The minister has met thousands of people in suits and ties, but he’s unlikely to forget what we did to stand out and make a unique connection.
We also send handwritten letters to people and organisations we want to connect with. This is something of a dying art in 2019 but that’s exactly why it makes us so memorable.
Not everything you do has to be wacky or unusual though. Just take a bit more time to write to potential connections.
If making more of an effort to be personable seems too time-consuming, then what’s the point in making any sort of connection with someone?
As this decade draws to a close, consider how much things have changed when it comes to communication as a consumer.
If you’ve ever messaged a company via Messenger, you’ll know it can be painful at the best of times, never mind emailing them! Waiting for hours or even days for a response isn’t very cutting edge.
However, imagine being told in 2009 that you could message a makeup brand or a footy club and receive an instant reply 24 hours a day, 365 days a year.
It sounds absurd because who’s going to respond at 1am on Christmas morning? Chatbots, that’s who.
The team at bot • hello are leading the way in a field that didn’t even exist a few years ago.
If you message the Brisbane Lions today, Roy, the famous Lions mascot, will reply to you instantly.
He’ll give you links to membership options, the 2020 season fixture and even a trivia game about your favourite Lions players.
All of this strips the chatbot of what could be a fake and unengaging personality and instead gives it a humorous and likeable feel.
If it weren’t for the speedy responses, you’d swear you were talking to a real person!
Customers are less frustrated with wait times, more engaged with the brand and ultimately more likely to spend money with them.
The lesson from this for networkers is straightforward: work harder to engage people because bots are already leading the pack.
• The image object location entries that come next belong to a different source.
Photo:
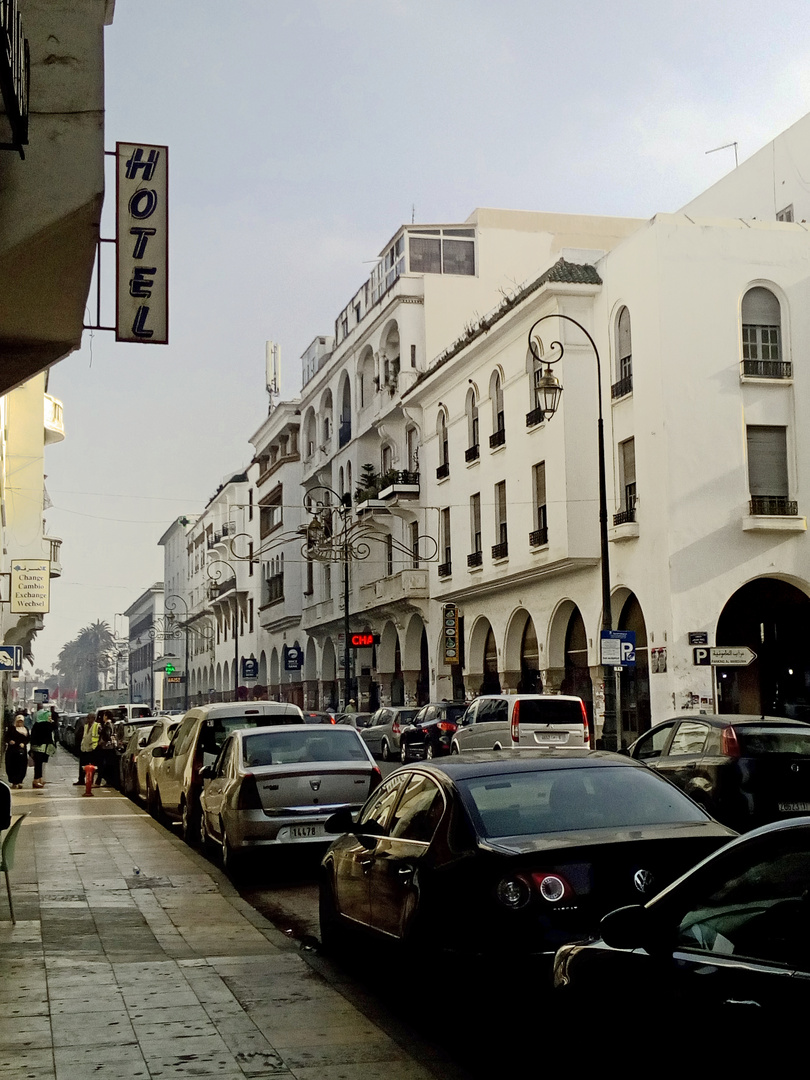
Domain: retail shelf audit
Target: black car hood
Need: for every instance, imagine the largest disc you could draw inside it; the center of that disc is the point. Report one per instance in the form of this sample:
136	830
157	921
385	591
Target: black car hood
591	837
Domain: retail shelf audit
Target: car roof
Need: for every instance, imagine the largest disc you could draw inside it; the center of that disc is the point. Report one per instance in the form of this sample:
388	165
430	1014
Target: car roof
496	763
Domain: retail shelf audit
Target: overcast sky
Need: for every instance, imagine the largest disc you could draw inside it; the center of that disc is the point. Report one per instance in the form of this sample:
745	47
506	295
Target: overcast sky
300	137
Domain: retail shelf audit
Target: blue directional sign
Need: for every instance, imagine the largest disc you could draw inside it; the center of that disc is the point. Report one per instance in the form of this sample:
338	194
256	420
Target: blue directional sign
11	658
619	648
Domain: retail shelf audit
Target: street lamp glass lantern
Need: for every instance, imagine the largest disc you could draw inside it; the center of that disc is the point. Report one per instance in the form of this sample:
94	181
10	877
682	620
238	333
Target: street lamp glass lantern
550	391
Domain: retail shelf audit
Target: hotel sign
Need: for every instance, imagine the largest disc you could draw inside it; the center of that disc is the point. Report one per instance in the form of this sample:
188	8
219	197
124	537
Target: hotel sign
30	585
142	243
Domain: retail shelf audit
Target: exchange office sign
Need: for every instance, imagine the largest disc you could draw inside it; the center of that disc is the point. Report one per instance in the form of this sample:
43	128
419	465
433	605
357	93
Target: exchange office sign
30	585
142	243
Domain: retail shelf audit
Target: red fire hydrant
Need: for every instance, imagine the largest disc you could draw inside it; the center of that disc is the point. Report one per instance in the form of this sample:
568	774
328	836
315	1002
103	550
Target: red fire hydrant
89	771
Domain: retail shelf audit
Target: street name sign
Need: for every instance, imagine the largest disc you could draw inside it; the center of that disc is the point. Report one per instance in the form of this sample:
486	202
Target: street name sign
727	656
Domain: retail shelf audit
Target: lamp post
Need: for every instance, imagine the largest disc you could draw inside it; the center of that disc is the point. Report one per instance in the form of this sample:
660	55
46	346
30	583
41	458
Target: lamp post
551	391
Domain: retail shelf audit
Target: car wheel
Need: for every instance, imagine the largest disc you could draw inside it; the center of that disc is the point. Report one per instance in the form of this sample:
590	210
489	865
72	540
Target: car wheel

If people feel more of a connection with a brand’s bot on Messenger than through your bland, repetitive bulk messages, you’re being badly left behind.
In the age of neverending alerts and notifications, your communications have to stand out. If they’re an annoyance, those who click on them will simply forget them in an instant along with 99% of the near-identical messages they receive.
So don’t ever underestimate the value of putting effort into personalised communication. Lazy messaging says you don’t care enough about the person you’re contacting and you’re not excited enough about your own brand to promote it more effectively.
We human beings shouldn’t leave being personal to a machine.